Illustration showing how the orbit of a white dwarf around a black hole precesses, changes its orientation, over time. Credit: NASA/CXC/M.Weiss

This hypothesis is interesting but not proven. However, it does make a prediction: As the white dwarf skims past the black hole every nine hours, its orbit changes orientation rapidly. This is called precession (I describe it in detail in a recent article about a star orbiting the Milky Way's big black hole), and the net effect is the path of the white dwarf traces out a rosette shape over the course of about two days. This should imprint a two-day variation in the X-ray flares that can be observable. If this is actually seen it would be convincing evidence this whole scenario is correct.

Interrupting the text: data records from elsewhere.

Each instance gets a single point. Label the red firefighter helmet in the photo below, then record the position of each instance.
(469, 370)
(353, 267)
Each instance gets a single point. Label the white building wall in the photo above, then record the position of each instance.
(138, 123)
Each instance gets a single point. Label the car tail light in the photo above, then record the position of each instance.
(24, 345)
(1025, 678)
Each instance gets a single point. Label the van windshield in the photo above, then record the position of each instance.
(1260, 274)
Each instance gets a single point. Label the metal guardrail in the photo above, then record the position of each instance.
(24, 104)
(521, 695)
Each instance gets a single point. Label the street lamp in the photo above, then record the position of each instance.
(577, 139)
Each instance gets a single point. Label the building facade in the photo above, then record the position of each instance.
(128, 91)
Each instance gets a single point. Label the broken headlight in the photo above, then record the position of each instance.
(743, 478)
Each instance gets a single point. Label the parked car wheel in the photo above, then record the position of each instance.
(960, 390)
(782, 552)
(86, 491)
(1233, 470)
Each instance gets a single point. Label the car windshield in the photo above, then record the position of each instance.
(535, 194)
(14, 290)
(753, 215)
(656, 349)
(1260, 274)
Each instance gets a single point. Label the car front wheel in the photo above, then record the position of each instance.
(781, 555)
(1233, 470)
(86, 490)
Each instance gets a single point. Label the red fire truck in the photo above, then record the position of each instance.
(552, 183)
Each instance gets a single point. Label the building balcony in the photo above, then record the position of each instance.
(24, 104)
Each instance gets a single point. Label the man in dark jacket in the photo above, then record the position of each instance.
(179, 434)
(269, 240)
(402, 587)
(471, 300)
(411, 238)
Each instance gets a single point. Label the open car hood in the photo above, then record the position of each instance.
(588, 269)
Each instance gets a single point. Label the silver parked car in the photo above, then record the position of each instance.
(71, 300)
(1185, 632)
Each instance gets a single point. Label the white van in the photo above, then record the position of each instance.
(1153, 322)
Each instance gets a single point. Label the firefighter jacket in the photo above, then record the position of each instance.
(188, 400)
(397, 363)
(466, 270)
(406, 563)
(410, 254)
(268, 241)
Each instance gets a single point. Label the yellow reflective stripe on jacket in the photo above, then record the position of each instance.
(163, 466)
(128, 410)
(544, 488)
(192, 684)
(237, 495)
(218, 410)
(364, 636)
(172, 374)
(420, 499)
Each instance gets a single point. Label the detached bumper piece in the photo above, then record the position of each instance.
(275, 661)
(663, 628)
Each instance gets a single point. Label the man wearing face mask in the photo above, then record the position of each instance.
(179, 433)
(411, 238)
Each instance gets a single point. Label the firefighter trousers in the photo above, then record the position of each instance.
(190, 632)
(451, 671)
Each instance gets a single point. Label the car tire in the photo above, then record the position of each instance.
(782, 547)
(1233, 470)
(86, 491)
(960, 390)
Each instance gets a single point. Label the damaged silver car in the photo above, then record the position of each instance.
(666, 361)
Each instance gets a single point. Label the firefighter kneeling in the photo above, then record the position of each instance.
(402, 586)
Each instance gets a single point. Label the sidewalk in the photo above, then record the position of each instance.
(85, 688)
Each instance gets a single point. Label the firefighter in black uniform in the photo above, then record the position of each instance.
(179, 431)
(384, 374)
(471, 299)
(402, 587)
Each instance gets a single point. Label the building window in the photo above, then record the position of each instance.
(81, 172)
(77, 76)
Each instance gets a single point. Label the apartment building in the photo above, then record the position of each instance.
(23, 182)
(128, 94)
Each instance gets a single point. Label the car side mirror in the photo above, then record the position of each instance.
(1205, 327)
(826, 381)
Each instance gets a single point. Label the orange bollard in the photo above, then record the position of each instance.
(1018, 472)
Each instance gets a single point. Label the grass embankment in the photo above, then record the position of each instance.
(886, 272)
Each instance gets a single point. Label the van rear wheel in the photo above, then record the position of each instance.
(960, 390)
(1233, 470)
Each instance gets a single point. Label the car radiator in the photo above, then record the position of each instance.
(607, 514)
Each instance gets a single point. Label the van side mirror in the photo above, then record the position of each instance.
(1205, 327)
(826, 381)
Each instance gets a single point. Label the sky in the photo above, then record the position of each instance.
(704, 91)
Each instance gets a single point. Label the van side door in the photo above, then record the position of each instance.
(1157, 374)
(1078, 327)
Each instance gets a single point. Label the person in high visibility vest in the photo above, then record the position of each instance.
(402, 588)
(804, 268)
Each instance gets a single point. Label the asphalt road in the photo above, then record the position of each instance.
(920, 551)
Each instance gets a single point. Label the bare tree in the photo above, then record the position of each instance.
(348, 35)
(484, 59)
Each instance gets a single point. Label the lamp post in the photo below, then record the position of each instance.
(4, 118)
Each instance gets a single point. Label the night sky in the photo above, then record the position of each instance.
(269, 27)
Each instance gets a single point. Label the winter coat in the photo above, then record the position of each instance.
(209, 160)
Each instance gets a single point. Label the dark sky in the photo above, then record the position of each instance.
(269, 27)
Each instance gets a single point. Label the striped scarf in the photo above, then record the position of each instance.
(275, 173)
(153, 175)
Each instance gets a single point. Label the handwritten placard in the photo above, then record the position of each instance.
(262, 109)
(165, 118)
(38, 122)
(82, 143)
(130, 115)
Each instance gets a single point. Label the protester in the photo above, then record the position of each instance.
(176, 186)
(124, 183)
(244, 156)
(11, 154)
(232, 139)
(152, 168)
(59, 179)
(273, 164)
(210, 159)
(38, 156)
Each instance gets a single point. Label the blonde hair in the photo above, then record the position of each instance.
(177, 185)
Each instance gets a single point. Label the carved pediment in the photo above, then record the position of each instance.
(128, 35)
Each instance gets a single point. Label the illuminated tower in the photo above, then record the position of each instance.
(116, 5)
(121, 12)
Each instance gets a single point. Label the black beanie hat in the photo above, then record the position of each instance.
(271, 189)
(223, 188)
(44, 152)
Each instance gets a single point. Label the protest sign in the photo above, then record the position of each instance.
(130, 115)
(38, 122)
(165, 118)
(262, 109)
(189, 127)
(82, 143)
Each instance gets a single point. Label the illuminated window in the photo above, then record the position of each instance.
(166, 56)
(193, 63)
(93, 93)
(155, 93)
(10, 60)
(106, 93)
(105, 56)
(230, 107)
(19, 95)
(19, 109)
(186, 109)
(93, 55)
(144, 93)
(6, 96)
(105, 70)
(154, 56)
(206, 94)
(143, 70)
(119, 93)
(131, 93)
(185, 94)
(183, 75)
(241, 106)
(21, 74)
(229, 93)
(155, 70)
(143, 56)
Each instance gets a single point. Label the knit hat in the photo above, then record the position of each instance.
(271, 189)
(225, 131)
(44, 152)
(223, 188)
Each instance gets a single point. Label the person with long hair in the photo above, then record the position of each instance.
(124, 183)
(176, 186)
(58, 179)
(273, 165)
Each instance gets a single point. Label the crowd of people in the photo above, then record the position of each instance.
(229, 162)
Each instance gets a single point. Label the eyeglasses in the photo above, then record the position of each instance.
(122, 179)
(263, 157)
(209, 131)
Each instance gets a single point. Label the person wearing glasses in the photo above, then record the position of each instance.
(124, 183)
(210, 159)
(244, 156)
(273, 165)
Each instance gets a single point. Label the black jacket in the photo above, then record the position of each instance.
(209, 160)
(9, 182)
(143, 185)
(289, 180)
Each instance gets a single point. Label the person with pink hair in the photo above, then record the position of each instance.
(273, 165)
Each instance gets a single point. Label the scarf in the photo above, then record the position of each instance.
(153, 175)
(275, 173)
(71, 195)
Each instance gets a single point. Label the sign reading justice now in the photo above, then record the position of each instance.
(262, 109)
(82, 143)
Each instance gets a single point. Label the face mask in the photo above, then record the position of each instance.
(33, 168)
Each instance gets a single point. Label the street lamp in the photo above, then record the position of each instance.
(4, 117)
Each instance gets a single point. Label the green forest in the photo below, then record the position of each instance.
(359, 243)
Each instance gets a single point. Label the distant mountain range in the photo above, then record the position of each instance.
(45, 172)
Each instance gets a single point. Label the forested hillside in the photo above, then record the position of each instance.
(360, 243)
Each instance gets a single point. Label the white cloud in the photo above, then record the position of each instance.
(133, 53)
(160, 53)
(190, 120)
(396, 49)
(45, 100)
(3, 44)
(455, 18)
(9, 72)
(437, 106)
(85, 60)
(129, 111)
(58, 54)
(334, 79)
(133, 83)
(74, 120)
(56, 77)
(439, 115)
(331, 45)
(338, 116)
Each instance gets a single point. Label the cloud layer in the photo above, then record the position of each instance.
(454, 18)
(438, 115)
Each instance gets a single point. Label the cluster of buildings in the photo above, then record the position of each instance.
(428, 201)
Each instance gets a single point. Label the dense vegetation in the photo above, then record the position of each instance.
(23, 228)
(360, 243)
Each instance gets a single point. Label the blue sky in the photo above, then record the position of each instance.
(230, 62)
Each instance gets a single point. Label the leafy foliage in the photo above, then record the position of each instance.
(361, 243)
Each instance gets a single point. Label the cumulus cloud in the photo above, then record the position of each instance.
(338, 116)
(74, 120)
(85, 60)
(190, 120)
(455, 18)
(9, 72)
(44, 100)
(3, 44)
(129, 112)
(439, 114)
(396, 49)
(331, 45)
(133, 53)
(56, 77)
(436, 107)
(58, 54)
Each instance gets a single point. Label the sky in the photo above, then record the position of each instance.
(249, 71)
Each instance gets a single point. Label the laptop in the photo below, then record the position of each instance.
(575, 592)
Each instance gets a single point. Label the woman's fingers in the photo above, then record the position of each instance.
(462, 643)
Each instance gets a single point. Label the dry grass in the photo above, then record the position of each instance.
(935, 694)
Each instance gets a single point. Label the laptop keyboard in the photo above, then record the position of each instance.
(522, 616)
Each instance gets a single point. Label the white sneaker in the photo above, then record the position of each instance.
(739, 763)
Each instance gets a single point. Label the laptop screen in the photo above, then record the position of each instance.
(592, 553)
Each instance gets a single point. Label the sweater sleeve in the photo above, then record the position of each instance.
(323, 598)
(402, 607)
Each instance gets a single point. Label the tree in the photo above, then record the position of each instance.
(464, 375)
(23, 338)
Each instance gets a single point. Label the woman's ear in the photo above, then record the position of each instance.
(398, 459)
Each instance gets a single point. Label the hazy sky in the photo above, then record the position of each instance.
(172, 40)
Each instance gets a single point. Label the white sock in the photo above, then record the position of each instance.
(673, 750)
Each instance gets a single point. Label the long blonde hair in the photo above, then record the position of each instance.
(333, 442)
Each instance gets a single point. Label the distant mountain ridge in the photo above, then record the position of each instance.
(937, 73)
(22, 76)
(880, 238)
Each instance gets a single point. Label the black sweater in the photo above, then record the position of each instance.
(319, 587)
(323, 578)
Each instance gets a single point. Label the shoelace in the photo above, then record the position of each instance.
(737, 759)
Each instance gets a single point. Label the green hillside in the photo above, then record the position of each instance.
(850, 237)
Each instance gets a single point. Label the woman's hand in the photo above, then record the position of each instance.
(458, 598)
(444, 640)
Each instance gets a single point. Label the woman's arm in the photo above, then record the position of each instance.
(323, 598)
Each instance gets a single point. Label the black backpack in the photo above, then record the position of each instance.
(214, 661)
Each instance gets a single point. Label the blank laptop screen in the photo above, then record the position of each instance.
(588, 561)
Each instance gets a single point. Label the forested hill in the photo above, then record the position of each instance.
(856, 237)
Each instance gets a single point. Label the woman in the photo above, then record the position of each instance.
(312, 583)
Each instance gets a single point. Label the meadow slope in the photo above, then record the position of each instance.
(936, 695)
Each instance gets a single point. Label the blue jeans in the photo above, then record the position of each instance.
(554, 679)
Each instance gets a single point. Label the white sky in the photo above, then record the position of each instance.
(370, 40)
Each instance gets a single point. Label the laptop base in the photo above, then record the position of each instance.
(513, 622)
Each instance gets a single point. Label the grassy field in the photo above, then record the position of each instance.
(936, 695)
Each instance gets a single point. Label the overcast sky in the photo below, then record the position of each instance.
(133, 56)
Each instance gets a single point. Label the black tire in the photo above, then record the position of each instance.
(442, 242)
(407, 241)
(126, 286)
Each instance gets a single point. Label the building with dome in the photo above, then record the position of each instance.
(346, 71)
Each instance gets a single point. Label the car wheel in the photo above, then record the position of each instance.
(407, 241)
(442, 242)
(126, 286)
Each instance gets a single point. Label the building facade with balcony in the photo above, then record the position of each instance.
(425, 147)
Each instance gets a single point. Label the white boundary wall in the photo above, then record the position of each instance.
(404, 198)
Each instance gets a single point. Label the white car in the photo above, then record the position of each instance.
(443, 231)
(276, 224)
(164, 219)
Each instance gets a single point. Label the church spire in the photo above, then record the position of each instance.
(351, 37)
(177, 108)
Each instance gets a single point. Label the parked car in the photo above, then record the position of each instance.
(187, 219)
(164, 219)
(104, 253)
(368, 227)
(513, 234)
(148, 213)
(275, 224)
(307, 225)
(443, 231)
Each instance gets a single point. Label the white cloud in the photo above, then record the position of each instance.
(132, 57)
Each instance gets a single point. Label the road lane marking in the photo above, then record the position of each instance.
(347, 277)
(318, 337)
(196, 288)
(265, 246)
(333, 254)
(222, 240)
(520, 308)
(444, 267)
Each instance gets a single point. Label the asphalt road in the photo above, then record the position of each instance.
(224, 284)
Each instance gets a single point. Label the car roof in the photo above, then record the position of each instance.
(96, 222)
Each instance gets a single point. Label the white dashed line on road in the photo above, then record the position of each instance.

This sort of near-miss black hole encounter to capture a star and slowly eat it to death should actually be more common than complete tidal disruption. The reason this is the first time it's possibly been seen is that completely ripping a star to shreds releases a lot more energy, so it can be seen to vastly farther distance. This may be going on in many galaxies around us, but we just haven't been able to detect it yet. That's another fun prediction here, too.

The Universe is terrifying. But also extremely cool. Such a weird and wondrous event, and here it is, possibly actually happening. The cosmos is amazing, and has a lot of tools to make the bizarre an everyday occurrence.